My impression of Dunham after finishing this book is of an egotistical, entitled young woman who doesn’t believe that anything she does wrong could ever be her fault. I found the book very whiny in tone, and for huge chunks of the book, she was so up herself I’m surprised she could even reach her keyboard to continue writing.
I thought the book would be an honest account of growing up in New York with already famous parents and growing into a major player in American TV, all while not conforming to traditional hollywood ideals of beauty, but after finishing the book, it didn’t feel like half the things she wrote about were even true, some stories were so far-fetched that they must be made up, surely?
Before starting, I’d read a little about some of the ‘controversial’ stories in the book, but to be honest, if they did actually happen, it was just a case of a young girl being curious as young girls are. Nothing inappropriate here, move along please. The innapropriateness, I found, came from her being seemingly unable to take the blame for situations that got out of control.
Every sexual/romantic encounter that she wasn’t happy with took on a tone of assault/accusation towards the man involved.
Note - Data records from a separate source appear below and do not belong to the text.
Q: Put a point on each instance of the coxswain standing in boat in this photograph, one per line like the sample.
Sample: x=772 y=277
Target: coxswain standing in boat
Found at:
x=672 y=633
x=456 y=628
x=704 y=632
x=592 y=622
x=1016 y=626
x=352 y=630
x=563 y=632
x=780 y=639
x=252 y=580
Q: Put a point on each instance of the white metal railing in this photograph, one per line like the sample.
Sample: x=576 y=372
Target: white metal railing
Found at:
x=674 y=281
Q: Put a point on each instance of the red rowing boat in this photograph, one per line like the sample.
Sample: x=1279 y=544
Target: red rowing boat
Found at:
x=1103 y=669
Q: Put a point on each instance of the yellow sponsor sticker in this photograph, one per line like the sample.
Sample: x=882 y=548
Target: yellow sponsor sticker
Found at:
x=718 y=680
And obviously, if that’s what happened, then it was terrible, but I got the feeling that a lot of facts were glossed over to try and portray Dunham in the best light.
I don’t remember a single point while reading this book where it didn’t feel like Dunham was shouting ‘Look at me, look at how edgy and cool I am’. I just couldn’t take it anymore, and from 70 pages into the book, I was just desperate to get to the end so I could move on and put this book far behind me. I hate to give up on a book halfway through because some do manage to redeem themselves by the end, but I truly had to slog to get to the final page of this one.
I admit, I’m probably not the target audience for this book, so maybe that was to blame. Yes, I am a 20-something woman, but I think I have the brain of a 60-something, more happy sitting in and reading with a cup of tea than going out, drinking and taking drugs to have a good time. So I imagine that while many people would love this book, I’m just not one of them.